Asymptotic Crack Size of a Prototype Sized Pipe Bend and Comparison with A16 Master Curve

IF 1 4区工程技术 Q4 ENGINEERING, MECHANICAL Journal of Pressure Vessel Technology-Transactions of the Asme Pub Date : 2022-02-12 DOI:10.1115/1.4053850

S. R, B. Rao, K. Velusamy

引用次数: 1

Abstract

In the design of a Fast Breeder Reactor (FBR) piping system, asymptotic crack size (2Cs) is traditionally estimated using the Leak-Before-Break (LBB) Master curve given in RCC MRx A16. The current approach is seen not to be sufficiently efficient in the LBB demonstration of FBR piping systems. Numerical crack growth studies have received much attention in the past decade. Deployment of fracture mechanics based numerical crack growth studies on prototype sized pipe geometries generate considerable interest in estimating asymptotic crack size. This paper outlines the advantages of numerical finite element based crack growth studies to estimate the Cs on a prototype sized pipe bend.
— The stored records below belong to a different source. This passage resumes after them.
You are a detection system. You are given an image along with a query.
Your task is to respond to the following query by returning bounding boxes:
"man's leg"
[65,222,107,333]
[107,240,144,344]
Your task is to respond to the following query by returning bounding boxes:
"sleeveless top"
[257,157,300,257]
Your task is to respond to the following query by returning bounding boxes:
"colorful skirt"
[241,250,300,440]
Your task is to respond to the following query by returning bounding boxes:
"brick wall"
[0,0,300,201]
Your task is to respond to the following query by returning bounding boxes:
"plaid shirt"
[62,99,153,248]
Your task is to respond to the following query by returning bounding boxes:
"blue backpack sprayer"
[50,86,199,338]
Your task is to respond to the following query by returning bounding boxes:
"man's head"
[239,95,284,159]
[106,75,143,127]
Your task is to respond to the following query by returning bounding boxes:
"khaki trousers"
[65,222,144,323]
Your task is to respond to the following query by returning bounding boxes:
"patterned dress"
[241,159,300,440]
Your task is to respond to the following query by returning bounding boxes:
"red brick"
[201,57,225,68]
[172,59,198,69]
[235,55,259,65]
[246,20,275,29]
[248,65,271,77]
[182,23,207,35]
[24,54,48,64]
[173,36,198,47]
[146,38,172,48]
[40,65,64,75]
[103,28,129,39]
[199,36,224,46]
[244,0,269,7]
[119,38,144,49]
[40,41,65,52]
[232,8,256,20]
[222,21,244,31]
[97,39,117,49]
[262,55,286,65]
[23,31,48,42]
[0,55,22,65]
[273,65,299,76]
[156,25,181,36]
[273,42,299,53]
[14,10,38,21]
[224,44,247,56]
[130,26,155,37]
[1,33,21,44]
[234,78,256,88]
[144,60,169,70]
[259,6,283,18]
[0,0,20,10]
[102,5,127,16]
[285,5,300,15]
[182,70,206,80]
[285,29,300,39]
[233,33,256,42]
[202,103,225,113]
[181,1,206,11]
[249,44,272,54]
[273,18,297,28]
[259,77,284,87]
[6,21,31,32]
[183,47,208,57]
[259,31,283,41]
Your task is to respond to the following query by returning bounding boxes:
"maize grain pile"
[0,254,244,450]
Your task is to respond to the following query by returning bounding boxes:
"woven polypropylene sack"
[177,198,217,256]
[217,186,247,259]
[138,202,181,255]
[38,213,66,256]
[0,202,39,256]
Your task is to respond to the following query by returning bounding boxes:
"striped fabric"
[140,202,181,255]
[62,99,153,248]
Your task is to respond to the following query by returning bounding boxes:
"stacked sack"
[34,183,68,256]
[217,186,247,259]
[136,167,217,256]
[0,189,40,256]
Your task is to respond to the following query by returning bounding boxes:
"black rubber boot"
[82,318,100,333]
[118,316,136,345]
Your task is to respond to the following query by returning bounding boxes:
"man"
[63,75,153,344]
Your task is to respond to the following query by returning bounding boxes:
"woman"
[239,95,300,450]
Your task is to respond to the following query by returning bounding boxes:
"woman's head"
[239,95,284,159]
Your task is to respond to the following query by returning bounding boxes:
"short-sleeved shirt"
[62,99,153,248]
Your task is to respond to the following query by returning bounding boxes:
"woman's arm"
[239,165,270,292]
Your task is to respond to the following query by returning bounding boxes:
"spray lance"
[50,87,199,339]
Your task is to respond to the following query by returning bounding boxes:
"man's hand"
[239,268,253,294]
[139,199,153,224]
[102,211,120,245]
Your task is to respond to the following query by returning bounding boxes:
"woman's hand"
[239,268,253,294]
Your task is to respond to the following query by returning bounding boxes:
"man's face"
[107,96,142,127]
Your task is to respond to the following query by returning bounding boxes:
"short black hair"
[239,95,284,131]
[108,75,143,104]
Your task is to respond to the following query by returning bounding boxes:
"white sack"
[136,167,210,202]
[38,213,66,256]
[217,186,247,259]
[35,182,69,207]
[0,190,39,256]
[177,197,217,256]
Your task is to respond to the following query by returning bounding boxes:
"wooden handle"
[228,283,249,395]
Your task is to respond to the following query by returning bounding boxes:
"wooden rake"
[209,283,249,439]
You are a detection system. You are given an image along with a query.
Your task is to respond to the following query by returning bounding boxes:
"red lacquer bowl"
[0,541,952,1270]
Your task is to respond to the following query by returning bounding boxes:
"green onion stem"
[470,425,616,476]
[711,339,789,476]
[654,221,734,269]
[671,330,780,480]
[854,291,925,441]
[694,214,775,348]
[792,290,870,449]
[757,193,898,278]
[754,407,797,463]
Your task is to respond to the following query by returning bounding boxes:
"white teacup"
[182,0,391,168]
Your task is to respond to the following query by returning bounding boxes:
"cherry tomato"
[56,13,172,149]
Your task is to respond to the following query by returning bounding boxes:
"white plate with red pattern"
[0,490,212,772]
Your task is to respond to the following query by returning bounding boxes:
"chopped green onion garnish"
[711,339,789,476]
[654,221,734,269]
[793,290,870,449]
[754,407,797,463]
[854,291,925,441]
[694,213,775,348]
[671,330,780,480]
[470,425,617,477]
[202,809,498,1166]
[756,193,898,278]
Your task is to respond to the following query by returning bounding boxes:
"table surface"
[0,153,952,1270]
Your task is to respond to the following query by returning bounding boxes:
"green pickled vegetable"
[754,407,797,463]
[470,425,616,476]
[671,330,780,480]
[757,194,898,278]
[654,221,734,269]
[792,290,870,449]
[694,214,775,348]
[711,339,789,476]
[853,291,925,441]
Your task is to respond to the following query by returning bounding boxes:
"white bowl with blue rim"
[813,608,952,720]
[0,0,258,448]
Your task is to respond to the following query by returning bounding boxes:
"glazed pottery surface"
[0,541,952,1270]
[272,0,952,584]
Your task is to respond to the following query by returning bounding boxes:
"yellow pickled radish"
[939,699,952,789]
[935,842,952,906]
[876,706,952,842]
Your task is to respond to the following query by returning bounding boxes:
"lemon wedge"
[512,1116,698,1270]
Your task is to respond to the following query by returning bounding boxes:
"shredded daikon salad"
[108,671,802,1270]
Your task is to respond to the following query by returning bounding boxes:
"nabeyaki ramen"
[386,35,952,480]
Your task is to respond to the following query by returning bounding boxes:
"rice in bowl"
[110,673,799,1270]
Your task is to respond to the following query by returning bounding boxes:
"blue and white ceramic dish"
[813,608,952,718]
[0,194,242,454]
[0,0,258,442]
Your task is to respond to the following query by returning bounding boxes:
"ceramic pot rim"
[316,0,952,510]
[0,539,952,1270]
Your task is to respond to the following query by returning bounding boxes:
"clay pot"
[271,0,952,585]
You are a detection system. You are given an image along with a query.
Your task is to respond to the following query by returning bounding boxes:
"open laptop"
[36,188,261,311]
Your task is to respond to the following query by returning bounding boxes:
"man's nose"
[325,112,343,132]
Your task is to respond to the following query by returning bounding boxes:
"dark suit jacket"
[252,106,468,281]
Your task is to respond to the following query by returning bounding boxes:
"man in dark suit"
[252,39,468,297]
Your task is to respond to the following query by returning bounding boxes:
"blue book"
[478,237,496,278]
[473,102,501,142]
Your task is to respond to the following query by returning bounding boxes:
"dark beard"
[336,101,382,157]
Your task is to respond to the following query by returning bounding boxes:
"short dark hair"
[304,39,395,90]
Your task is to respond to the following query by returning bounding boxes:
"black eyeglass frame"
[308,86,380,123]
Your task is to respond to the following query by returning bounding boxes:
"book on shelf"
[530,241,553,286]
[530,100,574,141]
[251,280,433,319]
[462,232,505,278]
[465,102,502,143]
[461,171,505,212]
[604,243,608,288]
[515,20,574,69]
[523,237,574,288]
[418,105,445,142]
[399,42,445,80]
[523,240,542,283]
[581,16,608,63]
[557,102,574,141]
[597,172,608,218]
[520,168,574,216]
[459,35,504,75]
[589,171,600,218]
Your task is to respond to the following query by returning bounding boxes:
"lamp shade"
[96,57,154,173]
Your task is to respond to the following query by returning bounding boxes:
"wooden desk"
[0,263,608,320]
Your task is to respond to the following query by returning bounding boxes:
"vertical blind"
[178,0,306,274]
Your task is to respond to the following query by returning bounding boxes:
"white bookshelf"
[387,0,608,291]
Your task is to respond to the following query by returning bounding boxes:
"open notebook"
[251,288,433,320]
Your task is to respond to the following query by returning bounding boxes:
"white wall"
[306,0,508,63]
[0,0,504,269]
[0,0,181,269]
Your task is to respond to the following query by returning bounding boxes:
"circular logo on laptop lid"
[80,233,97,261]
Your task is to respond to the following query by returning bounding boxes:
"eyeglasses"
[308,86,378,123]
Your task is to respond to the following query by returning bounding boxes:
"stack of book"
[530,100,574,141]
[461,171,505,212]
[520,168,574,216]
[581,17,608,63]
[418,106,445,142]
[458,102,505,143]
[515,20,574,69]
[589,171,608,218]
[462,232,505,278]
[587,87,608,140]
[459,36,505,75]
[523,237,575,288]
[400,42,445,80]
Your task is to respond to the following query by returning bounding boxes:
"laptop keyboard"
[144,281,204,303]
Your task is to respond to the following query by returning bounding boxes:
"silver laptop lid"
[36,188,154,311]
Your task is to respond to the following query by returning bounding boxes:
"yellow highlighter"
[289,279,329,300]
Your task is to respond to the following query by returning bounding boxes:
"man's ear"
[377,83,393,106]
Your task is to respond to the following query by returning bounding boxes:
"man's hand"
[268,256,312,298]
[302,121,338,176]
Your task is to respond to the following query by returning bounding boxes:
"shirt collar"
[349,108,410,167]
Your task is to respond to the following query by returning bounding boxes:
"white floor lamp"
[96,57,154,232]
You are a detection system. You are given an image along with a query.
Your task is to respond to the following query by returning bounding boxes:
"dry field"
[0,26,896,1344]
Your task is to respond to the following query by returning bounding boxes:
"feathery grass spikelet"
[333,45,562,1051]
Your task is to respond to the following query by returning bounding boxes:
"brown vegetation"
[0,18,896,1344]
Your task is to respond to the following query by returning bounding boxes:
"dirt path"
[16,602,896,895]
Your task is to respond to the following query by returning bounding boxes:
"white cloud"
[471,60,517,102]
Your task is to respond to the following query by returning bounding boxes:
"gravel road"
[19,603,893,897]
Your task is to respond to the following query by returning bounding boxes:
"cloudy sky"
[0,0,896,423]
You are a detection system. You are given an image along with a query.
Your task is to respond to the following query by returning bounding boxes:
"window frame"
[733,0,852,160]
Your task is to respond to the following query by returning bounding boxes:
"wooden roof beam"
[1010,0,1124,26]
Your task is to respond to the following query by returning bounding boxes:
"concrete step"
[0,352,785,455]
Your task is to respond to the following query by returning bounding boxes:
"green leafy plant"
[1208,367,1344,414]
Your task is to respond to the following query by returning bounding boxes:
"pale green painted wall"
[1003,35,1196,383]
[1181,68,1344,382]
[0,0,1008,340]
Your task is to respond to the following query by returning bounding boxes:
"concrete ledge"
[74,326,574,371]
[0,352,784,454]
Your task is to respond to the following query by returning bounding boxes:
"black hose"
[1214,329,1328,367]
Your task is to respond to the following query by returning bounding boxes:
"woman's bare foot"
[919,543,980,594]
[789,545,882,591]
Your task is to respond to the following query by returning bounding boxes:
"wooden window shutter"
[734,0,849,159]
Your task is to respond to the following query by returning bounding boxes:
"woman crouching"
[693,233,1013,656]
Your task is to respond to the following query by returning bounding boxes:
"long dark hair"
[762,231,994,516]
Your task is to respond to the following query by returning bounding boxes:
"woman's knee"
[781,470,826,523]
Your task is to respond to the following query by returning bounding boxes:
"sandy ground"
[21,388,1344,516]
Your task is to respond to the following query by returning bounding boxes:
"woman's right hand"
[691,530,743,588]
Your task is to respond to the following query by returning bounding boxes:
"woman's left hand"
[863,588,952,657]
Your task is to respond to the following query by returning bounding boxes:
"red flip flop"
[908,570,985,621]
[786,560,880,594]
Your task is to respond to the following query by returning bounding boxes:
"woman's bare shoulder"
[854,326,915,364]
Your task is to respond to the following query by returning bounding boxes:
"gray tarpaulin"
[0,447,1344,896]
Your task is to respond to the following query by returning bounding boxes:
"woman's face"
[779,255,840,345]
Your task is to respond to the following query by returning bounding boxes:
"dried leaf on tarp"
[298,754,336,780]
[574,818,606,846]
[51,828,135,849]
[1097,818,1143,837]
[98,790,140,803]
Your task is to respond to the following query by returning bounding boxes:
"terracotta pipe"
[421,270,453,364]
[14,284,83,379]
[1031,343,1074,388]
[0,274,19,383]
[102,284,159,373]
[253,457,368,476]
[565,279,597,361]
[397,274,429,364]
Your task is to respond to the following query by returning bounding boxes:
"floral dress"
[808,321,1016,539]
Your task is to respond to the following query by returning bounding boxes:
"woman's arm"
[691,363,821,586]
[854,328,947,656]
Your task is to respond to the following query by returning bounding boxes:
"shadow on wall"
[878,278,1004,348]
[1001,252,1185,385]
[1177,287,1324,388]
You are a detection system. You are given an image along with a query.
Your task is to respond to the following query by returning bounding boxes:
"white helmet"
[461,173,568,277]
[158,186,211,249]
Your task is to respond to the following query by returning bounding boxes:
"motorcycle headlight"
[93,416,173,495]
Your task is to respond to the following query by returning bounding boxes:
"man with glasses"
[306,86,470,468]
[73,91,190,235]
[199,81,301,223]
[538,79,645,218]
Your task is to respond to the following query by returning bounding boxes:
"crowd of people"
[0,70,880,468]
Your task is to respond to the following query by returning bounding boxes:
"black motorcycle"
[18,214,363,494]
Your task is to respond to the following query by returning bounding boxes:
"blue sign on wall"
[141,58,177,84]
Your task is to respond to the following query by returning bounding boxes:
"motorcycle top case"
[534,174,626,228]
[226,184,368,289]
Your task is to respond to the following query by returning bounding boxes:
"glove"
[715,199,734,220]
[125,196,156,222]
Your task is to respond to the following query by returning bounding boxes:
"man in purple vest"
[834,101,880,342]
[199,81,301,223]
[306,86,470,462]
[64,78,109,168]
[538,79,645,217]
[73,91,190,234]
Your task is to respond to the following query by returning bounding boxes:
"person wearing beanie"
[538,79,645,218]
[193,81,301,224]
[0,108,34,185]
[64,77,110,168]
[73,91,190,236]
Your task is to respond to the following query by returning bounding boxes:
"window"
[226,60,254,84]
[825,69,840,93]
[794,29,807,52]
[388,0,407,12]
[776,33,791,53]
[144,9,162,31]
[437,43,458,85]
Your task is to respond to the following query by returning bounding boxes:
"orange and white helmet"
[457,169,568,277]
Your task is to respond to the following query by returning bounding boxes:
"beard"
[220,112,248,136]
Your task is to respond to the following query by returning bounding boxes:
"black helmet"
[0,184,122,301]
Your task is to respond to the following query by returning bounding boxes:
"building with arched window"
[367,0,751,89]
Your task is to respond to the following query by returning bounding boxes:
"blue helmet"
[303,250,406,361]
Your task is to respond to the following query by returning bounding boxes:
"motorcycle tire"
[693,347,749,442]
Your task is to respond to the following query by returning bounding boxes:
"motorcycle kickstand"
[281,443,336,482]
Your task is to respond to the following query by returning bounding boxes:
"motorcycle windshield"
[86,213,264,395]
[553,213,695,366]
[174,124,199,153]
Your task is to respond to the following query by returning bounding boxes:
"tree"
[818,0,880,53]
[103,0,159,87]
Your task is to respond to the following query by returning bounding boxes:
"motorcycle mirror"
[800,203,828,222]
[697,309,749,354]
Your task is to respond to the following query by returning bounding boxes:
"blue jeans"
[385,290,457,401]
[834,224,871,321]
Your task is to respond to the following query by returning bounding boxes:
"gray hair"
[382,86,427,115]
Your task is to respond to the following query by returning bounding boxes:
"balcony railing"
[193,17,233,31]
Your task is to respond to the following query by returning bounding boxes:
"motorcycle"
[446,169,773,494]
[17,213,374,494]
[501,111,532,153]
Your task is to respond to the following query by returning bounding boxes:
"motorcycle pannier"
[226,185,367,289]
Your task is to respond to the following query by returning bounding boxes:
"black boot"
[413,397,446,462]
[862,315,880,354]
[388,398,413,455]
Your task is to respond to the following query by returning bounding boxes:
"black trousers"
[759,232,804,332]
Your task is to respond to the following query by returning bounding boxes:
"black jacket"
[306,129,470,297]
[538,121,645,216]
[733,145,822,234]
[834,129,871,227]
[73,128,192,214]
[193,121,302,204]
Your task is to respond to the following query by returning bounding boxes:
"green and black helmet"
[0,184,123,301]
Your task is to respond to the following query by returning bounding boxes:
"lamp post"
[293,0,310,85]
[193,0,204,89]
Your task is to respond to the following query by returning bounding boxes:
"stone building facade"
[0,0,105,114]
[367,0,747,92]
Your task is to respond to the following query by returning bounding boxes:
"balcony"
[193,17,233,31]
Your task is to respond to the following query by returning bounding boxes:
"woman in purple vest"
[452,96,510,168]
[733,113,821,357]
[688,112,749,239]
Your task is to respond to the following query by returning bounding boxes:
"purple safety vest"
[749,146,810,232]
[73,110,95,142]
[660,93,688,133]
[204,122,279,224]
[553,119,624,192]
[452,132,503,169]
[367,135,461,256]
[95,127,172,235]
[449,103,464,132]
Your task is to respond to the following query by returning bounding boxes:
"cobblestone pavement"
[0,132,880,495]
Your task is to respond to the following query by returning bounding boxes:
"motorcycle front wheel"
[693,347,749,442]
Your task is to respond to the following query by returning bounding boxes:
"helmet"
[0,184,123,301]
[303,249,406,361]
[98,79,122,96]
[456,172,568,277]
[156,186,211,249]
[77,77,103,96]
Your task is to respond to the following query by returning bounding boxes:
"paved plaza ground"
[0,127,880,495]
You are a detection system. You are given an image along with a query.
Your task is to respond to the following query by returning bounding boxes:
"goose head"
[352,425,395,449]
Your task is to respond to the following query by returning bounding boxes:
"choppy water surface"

The numerical procedure has resulted in an accurate and more realistic estimate of Cs than the traditional LBB Master curve as per A16. Considering the economic advantages of a relatively lower value of Cs for LBB demonstration, it is recommended to adopt the numerical method to estimate Cs for the FBR piping system.

查看原文

微信好友朋友圈 QQ好友复制链接

本刊更多论文

原型弯管的渐进裂纹尺寸及其与A16主曲线的比较

在快中子增殖反应堆(FBR)管道系统的设计中，通常使用RCC MRx A16中给出的泄漏-破裂前(LBB)主曲线来估计渐近裂纹尺寸(2Cs)。目前的方法在FBR管道系统的LBB演示中被认为不够有效。近十年来，数值裂纹扩展研究受到了广泛的关注。基于断裂力学的基于原型尺寸管道几何形状的数值裂纹扩展研究的部署，对估计渐近裂纹尺寸产生了相当大的兴趣。本文概述了基于数值有限元的裂纹扩展研究的优点，以估计原型尺寸管件的裂纹扩展曲线。根据A16，与传统的LBB主曲线相比，数值计算过程得出了更准确、更现实的Cs估计。考虑到较低Cs值在LBB演示中的经济优势，建议采用数值方法估算FBR管道系统的Cs。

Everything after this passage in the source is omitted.